"A great teacher makes hard things easy." - Ralph Waldo Emerson
Well-crafted written communication is one the hardest things to teach. Consider the complexity of the task.
Many students are uninterested in learning to write well. They do not consider this a necessary skill for life.
Good writing takes time. There is a process of writing and revision. Students are not rewarded by immediate gratification.
There is the matter of recognition of good writing which comes through reading well-written material. Many students lack good reading skills. Those who like to read often fail to distinguish mediocre work from truly great literature.

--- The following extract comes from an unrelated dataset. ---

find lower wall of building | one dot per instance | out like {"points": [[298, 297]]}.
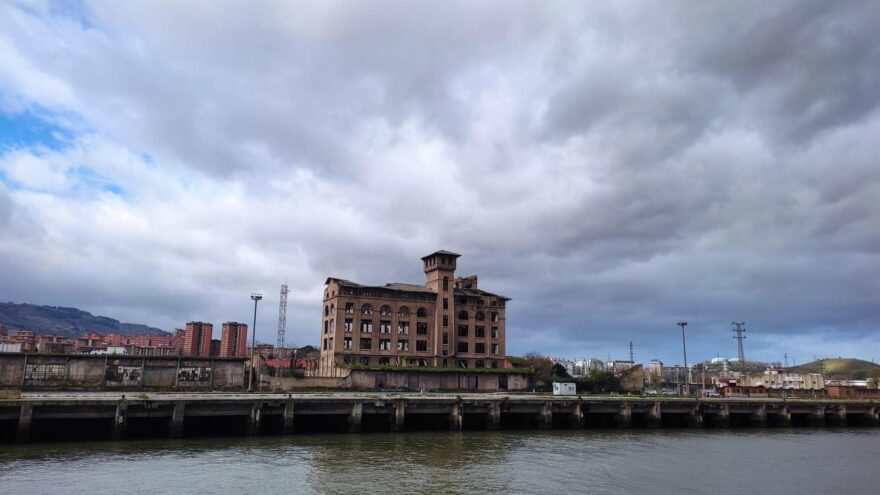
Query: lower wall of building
{"points": [[90, 372]]}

There is the problem of distraction so that students have difficulty organizing their thoughts.
There is the additional challenge of logical order and sequence of ideas. Students often lack the critical thinking that this requires.
Good writing also requires grasp of grammar and syntax. Writing teachers spend a great deal of time teaching and re-teaching grammar.
Students tend to stay in their comfort zones when it comes to vocabulary. They do not stretch themselves by employing more sophisticated language unless they are challenged.
Teaching students how to write well is no simple task. Writing teachers who can do this should receive special honors. In some cases, the honor comes years later when a former student's work is published in a prestigious magazine. Sometimes, the former student takes the time to write a lovely letter to his writing teacher in which he acknowledges her influence and thanks her.
That happened this week for me. Thankful! Very thankful!